独居心不全患者に○○が加わると再入院の危険因子となる
はじめに
独居
心不全患者さん、特に男性の場合は様々な面から心不全管理において不利であることは広く知られていると思います。
何より、臨床で痛感します。
同じ男性としてよくわかるのですが、一人で生活していたら規則正しい生活なんてほぼ不可能だと思います。
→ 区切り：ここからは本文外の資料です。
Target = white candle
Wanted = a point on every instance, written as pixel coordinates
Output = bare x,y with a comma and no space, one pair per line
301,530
笑
食事は作るのがめんどくさいから簡単なものや買ってきたもの、外食になる。
寝る時間も自分が好きな時に寝て好きな時間に起きる。
運動だって1人だったらやろうって気にならないんじゃないかと思う。
先行研究でも
“同居人の有無は高齢者の疾病管理能力に影響すると考えられている”
高林健介他:心不全患者における独居と機能障害の併存が予後に与える影響.心臓リハビリテーション, 26(2) : 222-228, 2020.
とされており、やはり臨床の肌感は間違っていないようです。
1. 研究デザイン
多施設前向きコホート研究
今回の研究は北河内心不全レジストリ(KICKOFF Registry)に登録されている要介護認定を受けていない心不全患者さんです。
この研究の特徴は身体機能障害と認知機能障害を評価しているところです。
身体機能評価には高齢者の日常生活自立度(寝たきり度)判定基準のランクA 以上を身体機能障害の基準としています。
認知機能評価には認知症高齢者の日常生活自立度判定基準のランクII 以上を認知機能障害の基準としています。
いずれもけっこう厳しいところで線を引いているので、少しでも疑わしい場合は機能障害ありと判断されると予想されます。
2. 結果から考えられること
まず、独居と非独居で比較してみた結果がこちら。
有意差はありませんでした。
ちなみに、今回の研究での1年での心不全再入院率はおおよそ30%程度であり、過去の先行研究とおおむね一致した数値となっています。
つまり、独居であるというだけでは危険因子とは言えないようです。
おかしい…臨床的印象とずれている…
そこで、独居に先ほど書いた機能障害のいずれかを有している群と有していない群で比較してみた結果がこちらです。
見て明らかなように有意差が出ています。
つまり、独居だけではなく独居に身体機能もしくは認知機能の(あるいは両方)機能障害があると再入院の危険があるということが示唆されました。
論文の中では以下のようにコメントされています。
“独居は食事や栄養面での管理が困難になることのみではなく,運動機会の減少から骨格筋機能異常をきたす可能性があり,さらには社会的孤立やうつ傾向へ影響する可能性がある”
今まで確かに独居ということで漠然と要注意かな?と感じていましたが、独居というより身体機能障害、認知機能障害の有無に目を向けることが必要であると考えられます。
今回の研究で用いた基準はとても曖昧ですので、今後の研究が期待されますが、曖昧とはいえリハビリテーション総合実施計画書や介護保険の意見書などでよく利用される指標を利用していることには一定の価値があると考えます。
また、今回介護保険サービス利用の有無も検討されていますが、心不全再入院において有意差が無かったそうです。
過去の研究では心不全の再発防止のために介護サービスを活用した方が良いというものもありましたが、それだけではうまくいかない可能性も示唆されています。
3. まとめ
独居という、やや先入観に近い感覚だったリスクファクターの価値について理解することができました。
これからは機能障害にしっかり目を向けてフィルターをしっかりはっておくことが必要と感じました。
地域性など様々な要素が関わってくるところだと思いますが、独居+機能障害がある患者さんの場合は再入院アラートを発動させて再入院抑制に尽力すべきであると考えます。